Specify servername and database name and choose “Direct Query”. This way the data shown by the report is taken directly from the database
Press “advanced options” to be able to run a T-SQL query on the data to adjust it before using it in your report.
Now that we have the data in Power Bi we can start building our dashboard.
If you don’t already have the Word Cloud custom visual installed, install it. In the Visualizations panel to the right of the workspace, click the three dots (…) and choose Import From Store. Then search for “cloud” and click the Add button next the Word Cloud visual. Power BI installs the Word Cloud visual and lets you know that it installed successfully.
First, click the Word Cloud icon in the Visualizations panel. A new report appears in the workspace. Drag the
Tweet field from the Fields panel to the Category field in the Visualizations panel. The word cloud appears inside the report. Now switch to the Format page of the Visualizations panel. In the Stop Words category, turn on Default Stop Words to eliminate short, common words like “of” from the cloud.

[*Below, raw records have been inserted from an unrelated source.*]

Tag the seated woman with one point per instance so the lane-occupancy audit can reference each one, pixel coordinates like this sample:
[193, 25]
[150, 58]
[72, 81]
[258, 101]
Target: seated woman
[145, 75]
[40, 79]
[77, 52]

Now create a “Line and clustered column chart” as seen below. Activate the values “datebasedbyhour” and “id” and “sentiment” as shown below. Make sure you’re using “Average of sentiment” (not sum) as column value and Count of id (not sum) as a line value.
Next add the “Filled Map” and select Location as Location and for Color of saturation add “average of sentiment”. We can clearly see that people in North America and Africa are more positif feeling than people in the US for example.
My final result looks like this:
That’s it folks! You can download my Power BI report file from here.